Sunday, July 09, 2006

The night the lights went out in the server room.

Well, it had to happen. We lost complete power to our server room Wednesday morning. Kaput! Wished I could say that we were prepared and the failover process kicked in and we were humming along just fine.

Nope. No such luck. We do have a newly installed centralized UPS which replaced our individual server UPSes. The problem was that the new UPS was not fully configured to gracefully do a shut down of our servers if power was not restored within an acceptable timeframe. Apparently power failure occurred around 5:45-ish am but because we are not a 24x7 operations, nobody knew until the first shift started at 6:30am even though alarms were beeping. The culprit was the circuit breaker for the power coming into the UPS which in turn powers all of our servers. The power in the rest of the building was just fine.

It took us up to 5:00 am the following morning to recover all servers and verified that all systems (with some exceptions) were a go and that interrupted processing were rolled back or at least recovered. That’s a total of almost 24 hours of down-time!

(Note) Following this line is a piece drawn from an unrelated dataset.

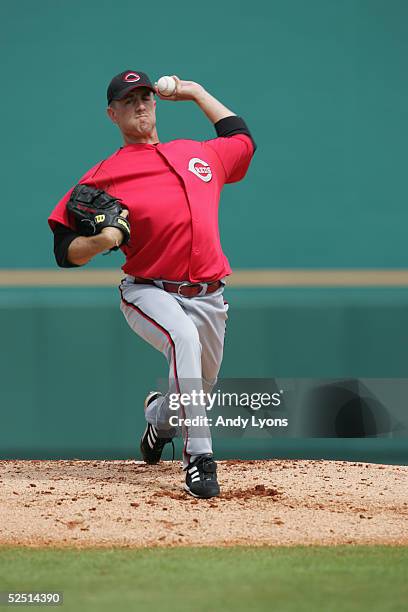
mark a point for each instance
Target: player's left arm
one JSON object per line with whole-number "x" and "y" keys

Good thing we are a government organization otherwise we would have been out of business. The biggest impact was to our Distribution business areas where we had to send the warehouse folks home since they are unable to work without the systems but we were able to get the stores full operational by 1:00 pm (when power was restored). The stores were able to function prior to that with the exception of being able to take customer gift cards since the validation of gift cards are done by a third party but transactions are routed via Head Office which was down because the network hub and switches are also located in the server room.

The recovery process should not have taken so long but there were instances where nothing could be done other than to wait. For example, it took a while for the electrician to pinpoint the circuit breaker as the culprit and then he has to go offsite to get a replacement circuit breaker and it was 1pm when power was restored. Once that huddle was dealt with, it was time for the systems folks to get down to work. During the wait for replacement circuit breaker, we worked out the priorities and tasks needed for recovery identifying the order that servers/systems needed to be brought back online. We had also contacted our vendor support to give them a heads up and also to reduce the turnaround time if we do need their support and assistance. Unfortunately one of them did not come through as needed which further delayed our recovery process by at least two and a half hours.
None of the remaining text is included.